In the fall of 2002, I traveled to the Walla Walla Valley, a region straddling the Washington-Oregon border that has emerged in the 21st century as a formidable wine-producing region. I had especially been impressed with its red varietals—such as Syrah, Cabernet Sauvignon, and Merlot—and I wanted to connect what I was tasting with a place, with soil, climate, elevation, and exposure, all those things collectively called terroir, which gives wine grapes their particular regional character.

The Cascade Mountains slash through Washington State, and though wet weather is typical to their west (think of rainy Seattle), near-desert conditions pertain to their east. There I stood one day in sparkling sunshine, squinting at rolling hills of green vines. Grapes—and grape growers—like it here for the northern latitude, the cool nights, and the low, predictable rainfall. And the wines I tasted, grown in the Pepper Bridge and Seven Hills vineyards, reflected the land: The acidity and complex fruit in the Cabernet Sauvignon and Merlot resulted from the long hot days of the growing season, their lively earthiness from the mineral-rich soil.

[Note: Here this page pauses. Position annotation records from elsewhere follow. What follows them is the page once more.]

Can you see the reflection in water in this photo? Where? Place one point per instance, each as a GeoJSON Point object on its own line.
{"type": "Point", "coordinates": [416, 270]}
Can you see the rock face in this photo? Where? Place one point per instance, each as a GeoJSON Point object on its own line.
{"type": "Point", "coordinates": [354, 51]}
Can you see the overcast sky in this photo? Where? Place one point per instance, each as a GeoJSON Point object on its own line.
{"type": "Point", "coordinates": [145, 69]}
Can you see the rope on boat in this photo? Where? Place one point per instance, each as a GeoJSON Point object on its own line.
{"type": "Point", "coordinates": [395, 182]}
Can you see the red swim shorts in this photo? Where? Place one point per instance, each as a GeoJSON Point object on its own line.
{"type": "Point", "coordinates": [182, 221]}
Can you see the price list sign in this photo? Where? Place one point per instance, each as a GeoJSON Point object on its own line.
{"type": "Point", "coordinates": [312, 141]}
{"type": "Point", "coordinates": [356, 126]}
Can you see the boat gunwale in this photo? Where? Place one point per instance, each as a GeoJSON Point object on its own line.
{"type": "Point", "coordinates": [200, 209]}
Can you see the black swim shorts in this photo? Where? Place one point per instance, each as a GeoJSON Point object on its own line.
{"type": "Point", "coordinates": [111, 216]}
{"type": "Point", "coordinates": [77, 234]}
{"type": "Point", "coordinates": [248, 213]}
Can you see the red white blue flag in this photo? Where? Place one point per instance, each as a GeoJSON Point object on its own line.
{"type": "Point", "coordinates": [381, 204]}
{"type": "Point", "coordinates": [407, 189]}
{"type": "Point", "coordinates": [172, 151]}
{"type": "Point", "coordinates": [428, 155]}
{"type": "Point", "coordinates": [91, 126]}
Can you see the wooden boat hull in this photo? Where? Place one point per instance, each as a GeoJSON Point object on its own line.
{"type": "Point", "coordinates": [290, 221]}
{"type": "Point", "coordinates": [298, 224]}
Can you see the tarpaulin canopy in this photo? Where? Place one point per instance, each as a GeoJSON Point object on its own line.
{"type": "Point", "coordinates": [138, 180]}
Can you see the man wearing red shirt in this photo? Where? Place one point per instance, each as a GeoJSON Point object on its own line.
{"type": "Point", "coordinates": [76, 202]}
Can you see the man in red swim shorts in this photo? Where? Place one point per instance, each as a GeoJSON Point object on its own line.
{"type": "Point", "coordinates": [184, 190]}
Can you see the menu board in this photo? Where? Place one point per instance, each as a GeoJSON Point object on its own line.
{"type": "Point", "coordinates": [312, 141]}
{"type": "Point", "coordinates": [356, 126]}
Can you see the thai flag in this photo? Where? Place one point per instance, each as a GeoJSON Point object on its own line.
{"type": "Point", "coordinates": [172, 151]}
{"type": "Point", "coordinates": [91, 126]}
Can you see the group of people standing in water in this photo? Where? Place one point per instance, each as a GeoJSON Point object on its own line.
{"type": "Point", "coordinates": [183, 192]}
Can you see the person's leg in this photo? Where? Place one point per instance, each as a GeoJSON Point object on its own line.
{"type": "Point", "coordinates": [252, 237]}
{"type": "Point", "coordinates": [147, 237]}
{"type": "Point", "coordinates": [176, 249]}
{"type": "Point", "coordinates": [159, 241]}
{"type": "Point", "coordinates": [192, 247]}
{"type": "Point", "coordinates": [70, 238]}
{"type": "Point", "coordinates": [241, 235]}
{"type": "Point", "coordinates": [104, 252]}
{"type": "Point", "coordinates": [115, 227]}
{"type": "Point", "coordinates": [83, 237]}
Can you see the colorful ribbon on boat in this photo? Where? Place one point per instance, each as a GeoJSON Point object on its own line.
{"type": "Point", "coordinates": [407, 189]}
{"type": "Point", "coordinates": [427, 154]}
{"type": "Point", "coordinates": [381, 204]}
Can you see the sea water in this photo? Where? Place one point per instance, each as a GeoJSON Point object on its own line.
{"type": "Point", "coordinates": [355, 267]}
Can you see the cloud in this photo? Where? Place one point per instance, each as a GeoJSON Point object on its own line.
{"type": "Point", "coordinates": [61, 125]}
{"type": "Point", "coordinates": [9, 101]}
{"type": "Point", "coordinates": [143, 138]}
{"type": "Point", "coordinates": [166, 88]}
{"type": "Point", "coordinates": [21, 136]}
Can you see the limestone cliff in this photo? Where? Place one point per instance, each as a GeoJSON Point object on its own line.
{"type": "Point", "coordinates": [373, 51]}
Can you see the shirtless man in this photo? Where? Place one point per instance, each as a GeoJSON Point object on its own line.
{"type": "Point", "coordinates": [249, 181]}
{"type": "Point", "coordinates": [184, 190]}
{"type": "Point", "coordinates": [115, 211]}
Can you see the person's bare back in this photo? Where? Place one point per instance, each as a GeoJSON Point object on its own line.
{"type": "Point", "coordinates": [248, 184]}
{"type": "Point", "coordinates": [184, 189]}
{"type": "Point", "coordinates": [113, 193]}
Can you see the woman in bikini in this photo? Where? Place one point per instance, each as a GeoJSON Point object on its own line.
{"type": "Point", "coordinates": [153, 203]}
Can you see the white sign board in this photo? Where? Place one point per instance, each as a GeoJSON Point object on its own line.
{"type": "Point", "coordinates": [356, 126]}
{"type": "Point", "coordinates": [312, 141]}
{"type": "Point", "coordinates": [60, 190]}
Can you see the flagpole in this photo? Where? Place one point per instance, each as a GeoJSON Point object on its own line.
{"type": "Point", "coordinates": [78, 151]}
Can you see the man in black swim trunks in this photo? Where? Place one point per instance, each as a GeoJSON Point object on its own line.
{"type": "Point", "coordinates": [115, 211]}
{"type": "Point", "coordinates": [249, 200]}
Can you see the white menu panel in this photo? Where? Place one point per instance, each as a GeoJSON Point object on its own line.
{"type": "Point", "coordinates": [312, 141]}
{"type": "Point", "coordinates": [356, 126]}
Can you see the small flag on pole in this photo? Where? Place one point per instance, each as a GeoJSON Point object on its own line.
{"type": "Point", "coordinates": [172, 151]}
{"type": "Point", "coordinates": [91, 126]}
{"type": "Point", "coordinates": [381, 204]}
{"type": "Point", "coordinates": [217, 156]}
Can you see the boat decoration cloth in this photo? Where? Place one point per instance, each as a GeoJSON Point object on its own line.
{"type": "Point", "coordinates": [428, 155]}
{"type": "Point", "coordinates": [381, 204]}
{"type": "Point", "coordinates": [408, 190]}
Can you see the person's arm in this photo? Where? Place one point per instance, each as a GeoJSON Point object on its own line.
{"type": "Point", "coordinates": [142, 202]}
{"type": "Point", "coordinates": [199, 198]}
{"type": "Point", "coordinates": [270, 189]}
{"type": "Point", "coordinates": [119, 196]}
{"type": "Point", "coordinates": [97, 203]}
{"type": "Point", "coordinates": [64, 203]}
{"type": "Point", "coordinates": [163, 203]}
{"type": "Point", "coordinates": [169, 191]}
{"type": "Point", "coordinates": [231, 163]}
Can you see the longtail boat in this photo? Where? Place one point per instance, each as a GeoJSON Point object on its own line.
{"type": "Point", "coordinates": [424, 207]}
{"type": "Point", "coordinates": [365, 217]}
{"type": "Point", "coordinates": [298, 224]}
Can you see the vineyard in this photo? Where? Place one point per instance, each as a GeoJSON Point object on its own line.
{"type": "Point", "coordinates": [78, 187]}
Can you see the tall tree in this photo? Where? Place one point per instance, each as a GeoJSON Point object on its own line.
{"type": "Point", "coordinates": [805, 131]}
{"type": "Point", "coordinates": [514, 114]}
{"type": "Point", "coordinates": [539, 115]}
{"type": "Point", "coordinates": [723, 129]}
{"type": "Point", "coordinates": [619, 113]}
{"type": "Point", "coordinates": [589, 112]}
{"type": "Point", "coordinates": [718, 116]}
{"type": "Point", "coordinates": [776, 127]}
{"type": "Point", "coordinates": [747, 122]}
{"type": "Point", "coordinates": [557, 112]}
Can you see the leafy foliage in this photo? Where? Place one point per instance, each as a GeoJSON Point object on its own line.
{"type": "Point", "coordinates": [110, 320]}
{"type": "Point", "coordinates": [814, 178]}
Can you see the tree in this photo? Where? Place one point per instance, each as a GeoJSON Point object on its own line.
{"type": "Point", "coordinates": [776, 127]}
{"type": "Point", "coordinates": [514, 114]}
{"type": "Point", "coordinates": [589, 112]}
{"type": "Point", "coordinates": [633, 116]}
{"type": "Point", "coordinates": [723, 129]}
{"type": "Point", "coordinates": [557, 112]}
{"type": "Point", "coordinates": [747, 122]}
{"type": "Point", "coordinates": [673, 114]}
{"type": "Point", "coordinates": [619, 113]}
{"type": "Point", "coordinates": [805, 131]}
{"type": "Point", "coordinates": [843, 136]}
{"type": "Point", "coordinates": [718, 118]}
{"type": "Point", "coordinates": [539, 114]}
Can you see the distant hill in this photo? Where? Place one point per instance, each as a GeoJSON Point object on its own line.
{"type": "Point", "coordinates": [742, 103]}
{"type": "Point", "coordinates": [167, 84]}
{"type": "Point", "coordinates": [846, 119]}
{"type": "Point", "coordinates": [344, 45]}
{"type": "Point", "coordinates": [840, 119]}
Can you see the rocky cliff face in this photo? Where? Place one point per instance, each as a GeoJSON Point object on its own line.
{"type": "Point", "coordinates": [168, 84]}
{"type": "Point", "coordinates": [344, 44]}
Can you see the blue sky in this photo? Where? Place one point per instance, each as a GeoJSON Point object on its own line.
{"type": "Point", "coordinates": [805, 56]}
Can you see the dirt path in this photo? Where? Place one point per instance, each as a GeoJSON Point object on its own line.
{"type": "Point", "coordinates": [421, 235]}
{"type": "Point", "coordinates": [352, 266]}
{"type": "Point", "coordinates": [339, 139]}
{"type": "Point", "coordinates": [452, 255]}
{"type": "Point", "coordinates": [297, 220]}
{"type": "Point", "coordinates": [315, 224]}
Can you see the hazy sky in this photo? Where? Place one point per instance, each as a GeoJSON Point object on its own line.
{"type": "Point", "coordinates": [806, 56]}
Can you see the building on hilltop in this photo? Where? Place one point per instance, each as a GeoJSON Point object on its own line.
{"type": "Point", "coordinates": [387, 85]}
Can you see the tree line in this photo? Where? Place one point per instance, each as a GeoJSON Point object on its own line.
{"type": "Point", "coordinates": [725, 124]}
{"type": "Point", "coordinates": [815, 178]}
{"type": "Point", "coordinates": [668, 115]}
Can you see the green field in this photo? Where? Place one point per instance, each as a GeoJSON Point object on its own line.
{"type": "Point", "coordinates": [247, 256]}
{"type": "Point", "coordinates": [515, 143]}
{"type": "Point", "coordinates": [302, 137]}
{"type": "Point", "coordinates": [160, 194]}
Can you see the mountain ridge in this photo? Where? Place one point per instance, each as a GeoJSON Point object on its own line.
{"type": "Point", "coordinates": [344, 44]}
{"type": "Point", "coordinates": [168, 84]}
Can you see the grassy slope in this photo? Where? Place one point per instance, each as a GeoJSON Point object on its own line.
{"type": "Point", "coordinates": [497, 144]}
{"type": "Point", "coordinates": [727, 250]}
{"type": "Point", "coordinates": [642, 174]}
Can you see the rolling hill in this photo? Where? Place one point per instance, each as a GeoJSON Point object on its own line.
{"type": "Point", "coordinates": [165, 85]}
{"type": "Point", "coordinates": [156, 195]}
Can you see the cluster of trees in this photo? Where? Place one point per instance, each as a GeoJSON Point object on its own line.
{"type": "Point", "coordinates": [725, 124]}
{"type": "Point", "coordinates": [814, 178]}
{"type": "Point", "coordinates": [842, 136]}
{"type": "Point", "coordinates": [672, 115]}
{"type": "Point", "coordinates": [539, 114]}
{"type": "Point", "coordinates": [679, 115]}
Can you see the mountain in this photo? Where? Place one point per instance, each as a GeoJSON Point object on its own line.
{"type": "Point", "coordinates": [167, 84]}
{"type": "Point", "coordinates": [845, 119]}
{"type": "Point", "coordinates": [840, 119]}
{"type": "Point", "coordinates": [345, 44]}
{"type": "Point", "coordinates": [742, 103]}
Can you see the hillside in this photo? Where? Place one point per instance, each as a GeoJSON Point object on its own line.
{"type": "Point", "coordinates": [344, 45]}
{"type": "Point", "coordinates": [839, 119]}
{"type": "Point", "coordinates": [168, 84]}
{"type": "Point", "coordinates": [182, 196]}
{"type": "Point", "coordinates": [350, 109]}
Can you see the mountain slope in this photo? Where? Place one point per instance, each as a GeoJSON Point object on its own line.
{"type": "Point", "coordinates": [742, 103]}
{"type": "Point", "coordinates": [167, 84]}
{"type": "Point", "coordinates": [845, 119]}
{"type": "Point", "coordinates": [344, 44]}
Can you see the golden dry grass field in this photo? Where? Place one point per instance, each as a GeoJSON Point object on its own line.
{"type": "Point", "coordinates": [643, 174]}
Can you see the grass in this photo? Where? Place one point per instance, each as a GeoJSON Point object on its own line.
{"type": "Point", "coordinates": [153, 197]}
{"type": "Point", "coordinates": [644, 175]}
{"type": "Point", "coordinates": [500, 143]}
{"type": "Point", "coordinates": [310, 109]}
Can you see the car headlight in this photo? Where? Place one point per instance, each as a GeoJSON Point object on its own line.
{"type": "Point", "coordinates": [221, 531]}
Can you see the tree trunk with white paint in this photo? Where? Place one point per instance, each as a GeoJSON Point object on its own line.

That evening, I joined a congenial group of winemakers at the Whitehouse-Crawford Restaurant in downtown Walla Walla, a town of 30,000. As we dug into plates of local cheese, Dungeness crabs, Penn Cove mussels, and Walla Walla sweet onions—and poured local Chardonnays, Cabernets, Vio-gniers, and Syrahs—I learned that something important was going on in town, in large part because of wine. Downtown Walla Walla, its blocks lined with historic buildings, had become practically lifeless during the second half of the 20th century. The presence of a new mall on the outskirts of town galvanized downtown merchants, who began to revitalize in 1984. With the region designated an American Viticultural Area that year, wineries slowly trickled in, some using old buildings—a schoolhouse, a railroad engine facility, barns, and farmhouses—to house crushers, fermentation tanks, and tasting rooms. Walla Walla won a Great American Main Street award in 2001, and the valley, long prized for dry-farmed wheat, had a vital new industry with tourism value.